A field experiment was conducted during 2019-20 at the Agronomy Farm, Rajasthan College of Agriculture, Udaipur. The experiment was laid out in a RBD with three replications and twelve treatments viz. T1: Hoeings at 20 and 40 DAS, T2: Power weeding at 20 DAS + hoeing at 40 DAS, T3: Stale seedbed + two hoeings at 20 and 40 DAS, T4: Stale seedbed + power weeding at 20 DAS + hoeing at 40 DAS, T5: Stale seedbed + hoeing at 20 DAS + straw mulch at 30 DAS, T6: Stale seedbed + plastic mulch at sowing, T7: Soil solarization + two hoeings at 20 and 40 DAS, T8: Soil solarization + power weeding at 20 DAS + hoeing at 40 DAS, T9: Soil solarization + hoeing at 20 DAS + straw mulch at 30 DAS, T10: Soil solarization + plastic mulch at sowing, T11: Weed free check and T12: Weedy check.
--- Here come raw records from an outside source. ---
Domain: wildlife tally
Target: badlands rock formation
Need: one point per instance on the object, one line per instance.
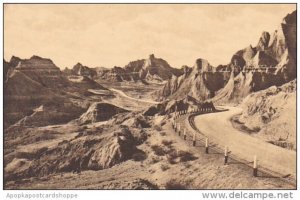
(151, 70)
(271, 62)
(272, 113)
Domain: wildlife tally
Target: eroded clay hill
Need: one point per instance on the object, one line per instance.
(271, 62)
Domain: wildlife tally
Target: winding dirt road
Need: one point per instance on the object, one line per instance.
(218, 128)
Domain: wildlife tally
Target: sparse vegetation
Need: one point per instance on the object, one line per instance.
(158, 150)
(174, 184)
(162, 133)
(167, 142)
(164, 167)
(157, 127)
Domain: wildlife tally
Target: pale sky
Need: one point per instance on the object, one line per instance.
(112, 35)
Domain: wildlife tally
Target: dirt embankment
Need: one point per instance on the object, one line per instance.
(271, 115)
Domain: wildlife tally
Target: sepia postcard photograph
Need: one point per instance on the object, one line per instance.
(139, 96)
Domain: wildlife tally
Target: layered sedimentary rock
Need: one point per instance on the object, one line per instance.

On the basis of experiment result it was revealed that T10 and T6 at all stages of observation and T9 and T5 at 30 DAS and T11 up to 50 DAS were the most effective treatment in reducing weed density and weed dry matter accumulation as compared to other treatments. Like weed dry matter accumulation T10 and T6 gave 100 per cent weed control efficiency at all stages of observation. The highest green cob and fodder yield were recorded in T10 (12.97 and 26.32 tonnes ha-1) which was statistically at par with T9 (12.77 and 24.57 tonnes ha-1, respectively).